The ambiguity of whether or not the Equal Rights Amendment has actually been ratified perfectly captures the status of women in today’s America. On the one hand, women have made huge strides in the last few decades. On the other hand, the US Supreme Court’s 2022 Dobb’s decision overturning Roe v Wade effectively relegated women to second-class citizens by stripping away their bodily autonomy. Oh, and did I mention that Kamala Harris lost the election to a man whose campaign Tim Walz characterized as the “He-Man Women-Haters Club?”

The recent news about the ERA brought me back not just to the election, but to this summer, when I happened to be listening to the audiobook of Isabel Wilkerson’s 2020 Caste: The Origins of Our Discontents right after Joe Biden’s disastrous debate. Caste refers to artificial hierarchy that helps determine standing and respect and shapes the infrastructure of our divisions and ranking. It encompasses sex as well as race.

As Democrats hotly debated whether or not Biden should step aside, and who should replace him, I listened to the section toward the end of the book in which Wilkerson predicts to a friend well before the 2016 presidential nominations were sewn up that Donald Trump will beat Hillary Clinton. She was sure that the conscious and unconscious pull of caste would be just too powerful to overcome.

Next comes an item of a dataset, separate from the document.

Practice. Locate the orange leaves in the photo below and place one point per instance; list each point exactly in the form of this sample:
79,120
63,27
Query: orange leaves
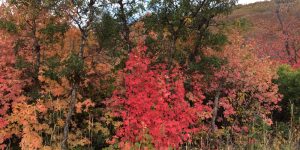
85,105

Listening, I thought to myself, “There’s no way Kamala Harris will be elected President.” 

I had thought the same thing about Barack Obama in 2008. Talking myself through my fears took some doing. Eventually I came to realize that not voting for Obama because I believed America wouldn’t elect a Black man meant I was participating in the very racism that stood in his—and our country’s—way. 

Obama won. He even won twice, making what could have been a fluke seem more solid, hopeful. Obama’s victories added to the rare examples Wilkerson cites when people stand strong against the headwinds of caste. Arguably, though, the rise of Trump as his immediate successor demonstrates the powerful backlash against daring to defy caste’s strictures.

This time around, eight years later, there was a lot of talk about how many Americans feared that the country was not yet ready to elect a Black woman (often from Black women themselves, who carry first-hand knowledge in their bones). There was just as much talk urging people to work hard to elect Harris rather than succumbing to and thereby entrenching the iron rule of caste.

And so we did—millions of us, with wild joy and enthusiasm. It wasn’t enough.

Although I believe Kamala Harris lost primarily because people were upset about the cost of living, that does not negate the existence of racism and sexism. I never shook my fear that Isabel Wilkerson was right. As a Black woman, Kamala Harris faced a deep and double reservoir of bias, conscious and unconscious.

Trump’s constant degradation of women and non-Whites certainly granted a permission structure for outright sexism and racism to flourish openly. It’s not for nothing that the GOP’s first reactions to Harris’s candidacy were to call her a DEI hire and accuse her of sleeping her way to the top. Trump’s pronouncement that Harris had only recently decided to “turn Black” was a ludicrous insult, but also an effective dog-whistle signaling untrustworthiness and opportunism.

Still, the impact of racism and sexism is hard to quantify. Most people know better than to say to a pollster or a reporter what an older White man cheerfully told Jennifer Egan when she was canvassing for Harris in Pennsylvania: “I would never vote for a Black, and I would never vote for a woman.” Yet that’s exactly what I suspected people meant as the chorus of “I don’t know, I just need more specifics” grew every time Harris rolled out another concrete proposal.

Mentioning the possibility of racism and misogyny as factors in Harris’s defeat in the early days after the election generated such an intense reaction that you’d think the women of America had risen en masse to force spoonfuls of Skippy down the throats of men with severe peanut allergies. Per usual, women were blamed for Harris’s loss, although the candidate herself almost never talked about her race or sex. As New York Times columnist Jessica Grose pointed out, Democratic strategist James Carville often opined that “preachy females” are the problem and Democratic messaging comes across as “too feminine.” Grose wrote her essay as Trump was floating his fellow sexual predators Matt Gaetz and Pete Hegseth for Cabinet heads, and as the post-election slogan, “Your body, my choice,” became a taunt many boys flung at their female classmates on school yards across America. No wonder Grose acidly wrote, “But I guess I should stop talking about it” in response to the outrage common if someone dared suggest that sexism may have played a role in the election outcome

So here we are. Trump will be inaugurated again tomorrow, making what could have been a first-time fluke seem more solid, uglier than ever. As Ezra Klein notes, “the present feels decidedly male,” an even more amped-up version of Trump’s “gaudily masculine” campaign. I can think of less diplomatic adverbs, but I guess I should stop talking about it, too.

Caste has not yet loosened its grip. Equal Rights Amendment or not, we are going back. There’s no ambiguity to the diminished status of women and that sexism played a role in Trump 2.0.